Anyway, “Honey Honey,” I’m trying to catch myself before this letter gets too emotional or sad. Because our letters have always been about lifting each other up. (Even when we’re letting each other down.) Lifting each other up should be “The Name of the Game,” but I guess I can’t help it. The emotional side of things is winning out tonight.

“The Day Before You Came” to stay with me, I couldn’t have imagined how much having you here would change the way I see my world without you in it. Now that you’ve come and gone, I see how much brighter things really are when you’re by my side. “When All Is Said and Done,” I am finding it really hard to live without you. But I’m no closer to a conclusion on how this could possibly work between us long-term. I don’t know if it’s too much to ask you to “Take a Chance on Me” when I might fail you. I just don’t have the right answer. All I really want is for you to continue to “Lay All Your Love on Me,” but I’m scared and sending out an “SOS” to the universe to help lead me in the right direction.

God, I totally flubbed up making that fun. It turned out to be a rambling, depressing diatribe about my insecurities mixed in with a bunch of ABBA songs. But do I at least get points for incorporating them like you asked?

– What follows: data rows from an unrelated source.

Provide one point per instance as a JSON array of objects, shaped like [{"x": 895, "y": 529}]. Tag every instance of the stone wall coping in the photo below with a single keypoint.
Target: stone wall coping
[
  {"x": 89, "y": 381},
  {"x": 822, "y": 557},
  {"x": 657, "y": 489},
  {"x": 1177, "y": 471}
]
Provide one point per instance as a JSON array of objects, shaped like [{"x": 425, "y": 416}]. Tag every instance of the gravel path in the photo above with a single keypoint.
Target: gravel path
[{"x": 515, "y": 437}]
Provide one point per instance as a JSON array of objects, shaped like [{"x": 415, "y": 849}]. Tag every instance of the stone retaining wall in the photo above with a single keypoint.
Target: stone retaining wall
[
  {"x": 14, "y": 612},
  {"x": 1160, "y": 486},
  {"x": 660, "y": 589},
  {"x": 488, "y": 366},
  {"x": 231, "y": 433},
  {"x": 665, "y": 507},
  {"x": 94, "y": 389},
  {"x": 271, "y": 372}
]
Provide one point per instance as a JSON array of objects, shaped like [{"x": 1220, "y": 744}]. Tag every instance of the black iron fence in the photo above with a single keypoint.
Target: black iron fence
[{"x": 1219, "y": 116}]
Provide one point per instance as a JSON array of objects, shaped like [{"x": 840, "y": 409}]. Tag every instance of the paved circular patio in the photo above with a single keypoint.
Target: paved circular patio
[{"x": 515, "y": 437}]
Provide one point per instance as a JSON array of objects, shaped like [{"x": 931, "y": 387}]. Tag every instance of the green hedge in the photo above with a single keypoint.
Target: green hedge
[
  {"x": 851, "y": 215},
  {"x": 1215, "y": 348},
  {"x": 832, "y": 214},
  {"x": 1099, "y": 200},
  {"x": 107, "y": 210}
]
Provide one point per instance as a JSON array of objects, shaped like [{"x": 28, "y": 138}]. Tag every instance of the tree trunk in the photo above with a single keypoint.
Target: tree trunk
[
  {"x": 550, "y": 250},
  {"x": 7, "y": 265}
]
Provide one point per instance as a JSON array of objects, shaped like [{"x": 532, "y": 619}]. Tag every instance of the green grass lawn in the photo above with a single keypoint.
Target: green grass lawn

Anyway, I miss you, too. So much. Which was the city that you said would have a live feed of the concert I’d be able to watch? I think you mentioned it was toward the end of the tour? I can’t wait to watch you live, Griffin. Even though I should be there in person, please know that I’m so proud of you, how you get up there and perform even when you’re feeling down. That takes a lot. And I know I’m the cause of some of the thoughts that might be bringing you down lately. I want to change that so badly. But I have to change me. And that’s always been hard.

I love you.

Luca

P.S. “Hasta Ma?ana.” (Figured I’d get one more in.)





A few days later, the phone rang in the middle of the afternoon. My heart sped up upon recognizing it was Griffin.

I picked up. “Hey!”

“You did good, baby. They delivered the letter to my dressing room at The Palladium. I knew you’d come through.”

My heart fluttered. “I’m so glad it got to you. I was really worried that it would get lost or just miss you, and then I’d have to figure out a way to get it to the next place.”

“Nope, it was perfect.” He hesitated. “Listen, I don’t have that much time, because they’re calling me for a sound check, but I wanted to give you a heads-up about something. I figured you wouldn’t know about it if you’re still following through on your vow not to Google me.”

My stomach dropped. What do I not know about?

“Okay . . .”

“They posted some photos on a celebrity website of us vacating the hotel in Chicago during the fire alarm.”

I breathed out a sigh of relief. “I see.”

“I know you sometimes read the tabloids in the supermarket, and I don’t yet know if any of those photos ended up in any of the magazines as well, but I wanted to warn you in case you happened to see it.”

“It’s okay . . . Believe it or not, it doesn’t really bother me to be photographed. I mean, it’s intrusive and not ideal, but it doesn’t make me panic or anything.”

“Well, that’s a relief, because that trip was hard enough without that moment having to live in infamy.”

“It’s okay. Don’t worry about the photos.”